Human videos offer a scalable way to train robot manipulation policies, but lack the action labels needed by standard imitation learning algorithms. Existing cross-embodiment approaches try to map human motion to robot actions, but often fail when the embodiments differ significantly. We propose \( \texttt{X-Sim} \), a real-to-sim-to-real framework that uses object motion as a dense and transferable signal for learning robot policies. \( \texttt{X-Sim} \) starts by reconstructing a photorealistic simulation from an RGBD human video and tracking object trajectories to define object-centric rewards. These rewards are used to train a reinforcement learning (RL) policy in simulation. The learned policy is then distilled into an image-conditioned diffusion policy using synthetic rollouts rendered with varied viewpoints and lighting. To transfer to the real world, \( \texttt{X-Sim} \) introduces an online domain adaptation technique that aligns real and simulated observations during deployment. Importantly, \( \texttt{X-Sim} \) does not require any robot teleoperation data. We evaluate it across 5 manipulation tasks in 2 environments and show that it: (1) improves task progress by 30% on average over hand-tracking and sim-to-real baselines, (2) matches behavior cloning with 10x less data collection time, and (3) generalizes to new camera viewpoints and test-time changes.

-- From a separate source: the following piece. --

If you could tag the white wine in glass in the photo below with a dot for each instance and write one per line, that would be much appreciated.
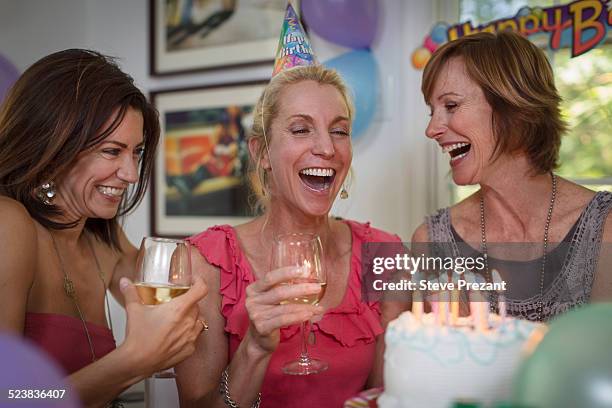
(305, 252)
(163, 273)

We propose \( \texttt{X-Sim} \), a real-to-sim-to-real framework that uses object motion as a dense and transferable signal for learning robot policies.
(1) Real-to-Sim: \( \texttt{X-Sim} \) first reconstructs a photorealistic simulation from an RGBD human video and tracks object trajectories to define object-centric rewards. These rewards are used to train a reinforcement learning (RL) policy in simulation which learns to induce the same object motion as the human video.
(2) Sim-to-Real: \( \texttt{X-Sim} \) trains an RL policy with privileged state, then rolls out the policy and renders the scene under varied robot poses, object states, viewpoints, and lighting conditions to collect a synthetic dataset of image-action pairs. This visuomotor dataset is used to train a purely image-conditioned diffusion policy that can be deployed in the real world.
(3) Auto-Calibration: To improve real-world transfer, \( \texttt{X-Sim} \) introduces an online domain adaptation technique that collects real image observations from closed-loop rollouts and automatically pairs them with simulated views of the same robot trajectories, which are used to minimize the sim-to-real visual gap. Notably, this procedure does not require any robot teleoperation data.
Real-World Performance.
We report Avg. Task Progress on 5 tasks across 2 environments, and find that \( \texttt{X-Sim} \) both with and without calibration consistently outperforms hand-tracking baselines that attempt to retarget human hand motion.
We additionally visualize the primary modes of failure for the hand-tracking baselines, which stem from the underlying theme that natural human execution is mismatched from that of robots.
(a) Hand Mask: Applies a black mask over the human hand in demonstration videos to train an image-conditioned behavior cloning policy. At inference time, the robot arm is similarly masked.
(b) Object-Aware IK: Extracts hand trajectories relative to nearby objects, and replays them by applying IK to move the robot end-effector along the same path.
Sim-to-Real Calibration. \( \texttt{X-Sim} \) \((\texttt{Calibrated})\) aligns real and simulated observations online using closed-loop rollouts to overcome visual discrepancies that remain due to imperfections in 3D reconstruction and rendering. \( \texttt{X-Sim} \) \((\texttt{Calibrated})\) better aligns image embeddings compared to \( \texttt{X-Sim} \), ensuring that the policy avoids overfitting to domain-specific attributes with its calibration loss while still encoding task relevant features with its action prediction loss.
Data Efficiency. By using human videos and RL for robustness, \( \texttt{X-Sim} \) is more data efficient than behavior cloning from robot teleoperation, achieving comparable success on a more challenging variant of Mustard Place with 10x less time. Each human video takes 20 seconds of effort, while each robot demonstration takes 1 minute to collect.
Test-time Robustness. We show that we can flexibly collect image-action data in simulation from multiple viewpoints (Side and Frontal) with \( \texttt{X-Sim} \) and train robust policies that improve performance on seen viewpoints and also generalize to novel viewpoints.